AJAX made easier down under

19.10.2006
Seeing a need to make AJAX (Asynchronous JavaScript and XML) Web development easier, Tasmania, Australia-based Morfik (http://www.morfik.com/) later this year plans to offer Version 1.0 of WebOS AppsBulder, an IDE that lets developers program in familiar languages.

The AJAX-based product features a visual designer and cross-compiling capabilities for programming in C#, Java, Visual Basic, and Object Pascal. An embeddable Firebird database and Apache Web server also are included for application deployments. With WebOS AppsBuilder, Morfik saves developers from having to learn new languages for Web development such as PHP (Hypertext Preprocessor) or Python.

"What this product does is it gives them a doorway into the Web world," said Fuad Ta'eed, business development manager at Morfik and a developer of WebOS AppsBuilder.

"It has a cross-compiler, you write in your object-oriented languages that you're familiar with and it will generate the Web-based application, the HTML, the Web server, the whole lot," Ta'eed said. Web services provide for internal communications within the product.

Beta user Mike Kerner, IT director at manufacturer R.M. Kerner, raved about WebOS AppsBuilder. "It is a very neat tool simply because it allows me to build AJAX-type applications without having to know a lot about Perl and PHP and other server-side tools," Kerner said.

Additionally, the product enables development of applications that can function while disconnected from the Internet and be reconnected later, said Kerner. At this juncture, though, Kerner is awaiting improvements such as code completion.

Morfik's product is available in an enterprise-level, US$4,995 Professional edition, which enables access to large external systems such as databases, and a free, lower-level Express edition.

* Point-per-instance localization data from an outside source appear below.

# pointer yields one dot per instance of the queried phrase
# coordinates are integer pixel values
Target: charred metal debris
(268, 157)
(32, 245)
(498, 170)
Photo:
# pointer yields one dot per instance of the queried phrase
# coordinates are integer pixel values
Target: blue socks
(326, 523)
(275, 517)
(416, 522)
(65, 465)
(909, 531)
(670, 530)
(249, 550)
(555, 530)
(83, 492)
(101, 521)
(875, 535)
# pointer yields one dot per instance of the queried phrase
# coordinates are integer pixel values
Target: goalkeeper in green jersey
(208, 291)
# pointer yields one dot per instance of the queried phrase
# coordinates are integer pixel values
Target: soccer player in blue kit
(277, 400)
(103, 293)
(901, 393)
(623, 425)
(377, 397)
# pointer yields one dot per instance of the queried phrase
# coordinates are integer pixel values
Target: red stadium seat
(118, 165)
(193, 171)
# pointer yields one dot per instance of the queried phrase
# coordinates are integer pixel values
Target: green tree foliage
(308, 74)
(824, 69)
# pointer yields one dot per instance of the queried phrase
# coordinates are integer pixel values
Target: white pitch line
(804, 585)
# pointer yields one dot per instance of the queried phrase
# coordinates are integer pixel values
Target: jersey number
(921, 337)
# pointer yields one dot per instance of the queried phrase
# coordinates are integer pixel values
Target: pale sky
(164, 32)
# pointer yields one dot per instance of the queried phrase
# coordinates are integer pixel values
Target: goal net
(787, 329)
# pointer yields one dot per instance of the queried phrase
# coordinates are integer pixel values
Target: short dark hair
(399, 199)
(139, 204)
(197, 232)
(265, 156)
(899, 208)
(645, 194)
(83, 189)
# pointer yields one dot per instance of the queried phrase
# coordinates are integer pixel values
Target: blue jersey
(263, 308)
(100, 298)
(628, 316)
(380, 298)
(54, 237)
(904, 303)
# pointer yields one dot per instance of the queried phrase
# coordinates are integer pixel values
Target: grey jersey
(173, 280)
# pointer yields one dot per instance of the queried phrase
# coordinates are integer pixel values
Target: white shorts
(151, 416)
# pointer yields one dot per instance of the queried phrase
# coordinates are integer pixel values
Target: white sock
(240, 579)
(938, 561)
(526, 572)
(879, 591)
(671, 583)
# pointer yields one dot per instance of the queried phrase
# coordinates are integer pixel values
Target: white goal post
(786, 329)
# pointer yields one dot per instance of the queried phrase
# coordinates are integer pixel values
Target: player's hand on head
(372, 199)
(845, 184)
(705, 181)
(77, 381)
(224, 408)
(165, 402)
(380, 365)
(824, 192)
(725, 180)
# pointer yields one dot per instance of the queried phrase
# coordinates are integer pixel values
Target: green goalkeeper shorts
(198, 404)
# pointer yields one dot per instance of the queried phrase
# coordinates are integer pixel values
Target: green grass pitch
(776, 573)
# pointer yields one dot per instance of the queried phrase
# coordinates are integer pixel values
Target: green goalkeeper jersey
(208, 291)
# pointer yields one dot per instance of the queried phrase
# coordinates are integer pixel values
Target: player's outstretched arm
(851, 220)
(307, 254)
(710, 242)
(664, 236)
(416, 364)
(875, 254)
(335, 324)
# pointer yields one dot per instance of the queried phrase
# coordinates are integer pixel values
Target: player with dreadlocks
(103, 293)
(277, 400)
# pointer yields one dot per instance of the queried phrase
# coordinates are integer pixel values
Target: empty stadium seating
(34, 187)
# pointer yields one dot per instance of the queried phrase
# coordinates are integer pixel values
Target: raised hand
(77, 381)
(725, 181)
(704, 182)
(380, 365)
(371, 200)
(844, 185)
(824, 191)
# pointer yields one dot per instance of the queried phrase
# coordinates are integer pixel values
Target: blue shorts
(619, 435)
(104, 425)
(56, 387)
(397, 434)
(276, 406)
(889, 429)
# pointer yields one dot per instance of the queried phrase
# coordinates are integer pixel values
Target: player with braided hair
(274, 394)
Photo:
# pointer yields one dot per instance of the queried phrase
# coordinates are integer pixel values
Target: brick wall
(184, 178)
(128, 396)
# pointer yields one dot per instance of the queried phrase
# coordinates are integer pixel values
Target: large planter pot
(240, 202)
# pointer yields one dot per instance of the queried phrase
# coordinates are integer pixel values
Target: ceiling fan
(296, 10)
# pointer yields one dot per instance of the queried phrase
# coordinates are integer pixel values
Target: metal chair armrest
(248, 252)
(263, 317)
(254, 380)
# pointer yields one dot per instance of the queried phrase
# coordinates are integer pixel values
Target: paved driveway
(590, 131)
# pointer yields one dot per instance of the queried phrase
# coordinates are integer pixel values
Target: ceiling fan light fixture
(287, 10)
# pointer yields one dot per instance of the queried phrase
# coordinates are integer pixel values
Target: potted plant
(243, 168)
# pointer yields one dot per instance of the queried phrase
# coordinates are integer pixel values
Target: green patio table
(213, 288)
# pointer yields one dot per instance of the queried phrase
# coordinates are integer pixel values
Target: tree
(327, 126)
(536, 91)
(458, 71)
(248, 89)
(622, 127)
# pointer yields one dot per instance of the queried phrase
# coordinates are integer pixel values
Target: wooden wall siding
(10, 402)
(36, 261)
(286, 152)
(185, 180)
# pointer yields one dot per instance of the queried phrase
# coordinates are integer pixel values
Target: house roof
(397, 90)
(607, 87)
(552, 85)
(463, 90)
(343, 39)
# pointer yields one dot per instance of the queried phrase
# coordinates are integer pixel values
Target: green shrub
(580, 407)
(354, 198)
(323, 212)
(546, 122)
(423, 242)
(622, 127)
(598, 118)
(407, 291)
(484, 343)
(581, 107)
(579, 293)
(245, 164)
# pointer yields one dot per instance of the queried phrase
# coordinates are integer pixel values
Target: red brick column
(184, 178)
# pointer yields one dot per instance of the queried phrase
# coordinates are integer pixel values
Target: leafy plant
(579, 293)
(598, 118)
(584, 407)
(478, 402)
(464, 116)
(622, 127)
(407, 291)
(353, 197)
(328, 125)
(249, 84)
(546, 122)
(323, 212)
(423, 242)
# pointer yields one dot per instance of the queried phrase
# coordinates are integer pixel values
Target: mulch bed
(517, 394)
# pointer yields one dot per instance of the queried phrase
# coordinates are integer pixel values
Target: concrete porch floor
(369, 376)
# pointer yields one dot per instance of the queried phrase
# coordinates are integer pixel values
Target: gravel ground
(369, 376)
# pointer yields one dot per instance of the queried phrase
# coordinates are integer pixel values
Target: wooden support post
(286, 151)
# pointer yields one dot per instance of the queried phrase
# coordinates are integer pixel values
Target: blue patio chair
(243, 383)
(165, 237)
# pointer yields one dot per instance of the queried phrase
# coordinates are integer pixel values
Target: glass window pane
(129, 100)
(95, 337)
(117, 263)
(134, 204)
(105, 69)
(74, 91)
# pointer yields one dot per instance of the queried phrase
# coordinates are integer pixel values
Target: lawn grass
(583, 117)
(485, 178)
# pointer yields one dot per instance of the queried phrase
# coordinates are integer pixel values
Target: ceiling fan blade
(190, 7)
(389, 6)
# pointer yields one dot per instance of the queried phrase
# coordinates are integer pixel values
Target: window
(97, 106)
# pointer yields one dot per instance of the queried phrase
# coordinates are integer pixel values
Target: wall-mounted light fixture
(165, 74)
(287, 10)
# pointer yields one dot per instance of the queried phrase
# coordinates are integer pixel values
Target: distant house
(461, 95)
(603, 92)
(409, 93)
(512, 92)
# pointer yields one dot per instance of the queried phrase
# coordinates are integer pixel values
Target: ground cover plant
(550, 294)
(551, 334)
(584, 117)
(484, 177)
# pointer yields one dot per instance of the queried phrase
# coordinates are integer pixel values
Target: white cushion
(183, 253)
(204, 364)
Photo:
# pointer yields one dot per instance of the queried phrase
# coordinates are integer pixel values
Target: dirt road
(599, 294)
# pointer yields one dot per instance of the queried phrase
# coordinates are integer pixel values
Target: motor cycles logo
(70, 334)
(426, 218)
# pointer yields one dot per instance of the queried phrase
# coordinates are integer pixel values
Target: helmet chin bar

Morfik first was unveiled at the Web 2.0 (http://www.infoworld.com/archives/emailPrint.jsp?R=printThis&A=/article/05/10/05/HNweb2show_1.html) conference in San Francisco last year. The imminent arrival of its product follows closely the debut of the Flapjax (http://www.infoworld.com/article/06/10/13/HNflapjax_1.html) programming language, another offering intended to make AJAX easier. But Flapjax lacks some of the functionality of WebOS AppsBuilder, Kerner said.

"Flapjax is more of a language much the way Ruby would be another language. It does not have the niceties yet. I don't know if [it will have] the graphical layout tools," and database connectivity like WebOS AppsBuilder, Kerner said.